Jetzt ist er es. Fast schüchtern ließ er am Donnerstag, 8. Juni, die Aufmerksamkeit der Fotografen vor dem Bachdenkmal auf dem Thomaskirchhof über sich ergehen.

Obwohl er die Aufmerksamkeit nun seit sieben Jahren kennt. Immer wieder zieht er los, um den großen Meister aus Leipzig an öffentlichen Plätzen zu würdigen.

Und jedes Jahr zu Johann Sebastian Bachs Geburtstag am 21. März tun sich seither Musiker aus aller Welt spontan zusammen, um den Boden zu bereiten für künftige Generationen von Klassik-Freunden und um ihre eigene Freude und Inspiration mit anderen zu teilen.

Nur in Leipzig war er noch nicht. Am originalen Ort. Das holt er jetzt nach.

Vom 8. bis 10. Juni ist Dale Henderson auf Einladung der Leipzig Tourismus und Marketing GmbH, des Bach-Archivs Leipzig und mit Unterstützung von Turkish Airlines für zwei originelle Auftritte in Leipzig, die er im Rahmen des Bachfestes absolviert.

Der eine Auftritt fand gleich am 8. Juni um 22:30 Uhr bei „500 Minuten Bach“ in der Thomaskirche statt, der nächste ist dann tatsächlich in jenem Freiraum, in dem sich auch die Leipziger viel zu selten Zeit nehmen, innezuhalten und zu lauschen: Am 10. Juni um 14 Uhr ist Dale Henderson mit seinem Violoncello in den Promenaden Hauptbahnhof bei den „BachSpielen Leipzig“ zu erleben.
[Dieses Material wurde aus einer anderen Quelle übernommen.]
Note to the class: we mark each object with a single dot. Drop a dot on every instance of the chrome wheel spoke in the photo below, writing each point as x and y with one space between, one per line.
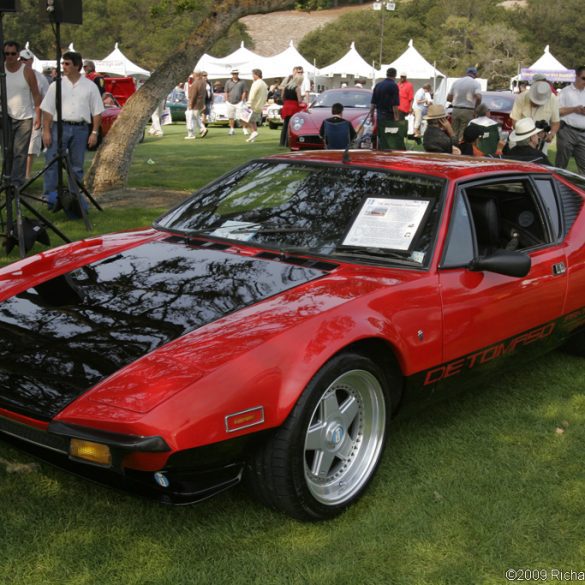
346 448
349 410
330 408
344 439
322 463
315 439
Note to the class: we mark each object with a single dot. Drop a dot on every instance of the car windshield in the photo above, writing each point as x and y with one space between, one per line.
326 210
347 98
177 95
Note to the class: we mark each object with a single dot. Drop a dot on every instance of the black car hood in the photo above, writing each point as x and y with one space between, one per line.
65 336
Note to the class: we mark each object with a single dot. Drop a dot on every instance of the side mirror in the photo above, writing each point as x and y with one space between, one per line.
504 262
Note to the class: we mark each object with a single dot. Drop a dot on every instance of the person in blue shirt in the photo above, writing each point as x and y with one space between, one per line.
336 132
385 102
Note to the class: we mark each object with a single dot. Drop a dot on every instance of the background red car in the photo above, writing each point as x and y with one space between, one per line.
303 129
121 88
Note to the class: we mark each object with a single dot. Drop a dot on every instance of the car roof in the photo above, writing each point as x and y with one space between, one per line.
446 166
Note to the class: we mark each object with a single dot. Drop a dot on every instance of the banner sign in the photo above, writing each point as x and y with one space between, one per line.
567 76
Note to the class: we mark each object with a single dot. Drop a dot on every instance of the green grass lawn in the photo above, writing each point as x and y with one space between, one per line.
493 480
Zwischendrin bleibt ihm Zeit (auch mit Hilfe des LTM) Leipzig endlich einmal kennenzulernen. Und eine Einladung ist auch schon ausgesprochen: 2018 kann es passieren, dass Dale Henderson tatsächlich zu Bachs Geburtstag am 21. März in Leipzig ist und den großen Meister der Barockmusik zelebriert – vielleicht sogar unten in Leipzigs schöner U-Bahn, die eigentlich eine S-Bahn ist.